Pemerintah Daerah Dinilai Kurang Optimal Menyerap Garam
Problem menahun Kabupaten Brebes, Jateng, terkait anjloknya harga garam pada masa panen hingga kini tak kunjung teratasi. Pemerintah kabupaten dinilai belum optimal dalam upaya penyerapan garam dari petani.
Oleh
KRISTI UTAMI
·3 menit baca
BREBES, KOMPAS — Problem menahun Kabupaten Brebes, Jateng, terkait anjloknya harga garam pada masa panen hingga kini tak kunjung teratasi. Pemerintah kabupaten dinilai belum optimal dalam upaya penyerapan garam dari petani.
Hal tersebut diungkapkan anggota Dewan Perwakilan Daerah Kabupaten Brebes, Zaki Safrudin, pada Rabu (28/8/2019) di Brebes dengan mengatakan, selama ini koperasi milik pemerintah baru sebatas menampung, belum mampu menyerap garam petani.
”Koperasi harusnya ada untuk membantu membeli garam dari petani, terutama saat harganya sedang jatuh seperti sekarang. Realitasnya fungsi koperasi hanya sebagai tempat penyimpanan,” ucap Zaki.
Merosotnya harga garam menurut dia dipicu merembesnya garam impor ke pasar konsumsi. Impor garam disebabkan karena garam petani lokal belum mampu memenuhi standar kualitas yang dibutuhkan industri.
Terkait kualitas garam Brebes yang kurang memenuhi standar, Zaki menyarankan agar pemerintah bisa membantu memberikan pelatihan atau pembinaan agar para petani bisa memproduksi garam sesuai dengan kebutuhan pasar. Jadi, pembelian garam petani dengan harga yang murah dengan alasan kualitas garam rendah tidak terjadi lagi.
Selain memberikan pelatihan dan pembinaan terkait cara memproduksi garam sesuai dengan standar, pemerintah diharapkan juga bisa memberikan bantuan alat-alat produksi. Hal itu perlu dilakukan untuk menunjang hasil panen petani.
Dua pekan belakangan harga garam di Kabupaten Brebes terus merosot hingga Rp 200 per kilogram. Padahal, biaya produksi garam Rp 700-Rp 750 per kilogram. Menurut Surya (49), salah satu petani garam di Desa Kaliwlingi, Kecamatan Brebes, Kabupaten Brebes, harga garam saat ini merupakan yang paling rendah sejak lima tahun terakhir.

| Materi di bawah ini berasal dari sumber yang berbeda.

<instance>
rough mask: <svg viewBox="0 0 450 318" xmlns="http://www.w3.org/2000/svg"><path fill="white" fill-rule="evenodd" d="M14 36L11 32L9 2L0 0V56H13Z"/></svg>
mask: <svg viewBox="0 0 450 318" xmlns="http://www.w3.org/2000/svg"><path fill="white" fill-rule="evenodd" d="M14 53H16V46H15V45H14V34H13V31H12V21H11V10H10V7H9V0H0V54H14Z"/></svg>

Dinas Kelautan dan Perikanan Kabupaten Brebes mencatat, di Brebes ada sekitar 600 petani garam dengan luas tambak sekitar 570 hektar. Hasil panen garam hingga saat ini sekitar 47.000 ton. Agar petani garam tidak rugi, harga di tingkat petani sekitar Rp 900 - Rp 1.000 per kilogram.
Pindah
Kian terpuruknya harga garam membuat sebagian petani Kabupaten Brebes memilih untuk berpindah mata pencarian. Lahan tambak garam milik mereka dibiarkan begitu saja.
Endro (30), warga Desa Sawojajar, Kecamatan Brebes, Kabupaten Brebes, yang semula adalah petani garam memilih untuk mengojek. Endro memutuskan untuk beralih mata pencarian sejak awal Agustus lalu. ”Garam hasil panen awal tahun saja belum laku, jadi tidak produksi lagi. Sementara ini saya coba mengojek dulu sambil menunggu harga membaik,” katanya.

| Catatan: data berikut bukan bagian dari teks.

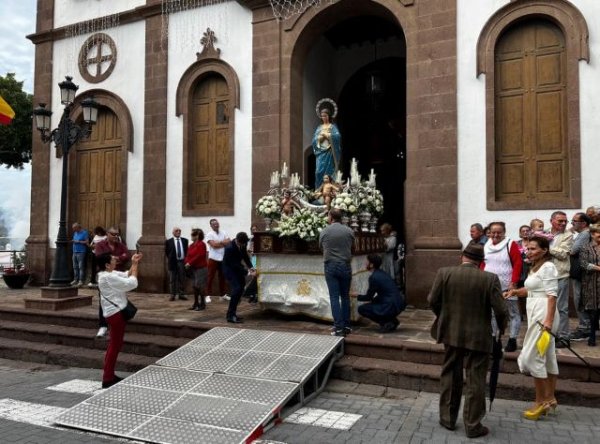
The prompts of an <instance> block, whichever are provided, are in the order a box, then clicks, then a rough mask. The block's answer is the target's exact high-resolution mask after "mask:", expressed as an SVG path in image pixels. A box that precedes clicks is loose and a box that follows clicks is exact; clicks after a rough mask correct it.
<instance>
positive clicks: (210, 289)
mask: <svg viewBox="0 0 600 444" xmlns="http://www.w3.org/2000/svg"><path fill="white" fill-rule="evenodd" d="M210 228H211V231H209V232H208V233H207V234H206V238H205V241H206V243H207V244H208V279H207V282H206V288H207V291H208V292H210V291H212V288H213V279H214V278H215V274H216V273H217V272H218V273H219V294H218V296H224V297H225V296H227V295H226V294H225V276H223V255H224V254H225V247H226V246H227V245H229V244H230V242H231V239H229V236H228V235H227V233H226V232H225V231H222V230H219V221H218V220H217V219H211V220H210Z"/></svg>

Menurut Endro, beberapa petani garam di Brebes yang tidak kuat menghadapi anjloknya harga garam memutuskan untuk perpindah mata pencarian. Mereka memilih menjadi buruh bangunan, nelayan, kuli panggul di pasar, hingga pengojek seperti dirinya.
Garam hasil panen awal tahun saja belum laku, jadi tidak produksi lagi. Sementara ini saya coba mengojek dulu, sambil menunggu harga membaik.
Endro berharap, pemerintah bisa segera membantu mencarikan solusi jangka panjang untuk mengatasi masalah menahun ini. Jadi, kehidupan petani garam di Brebes bisa lebih sejahtera.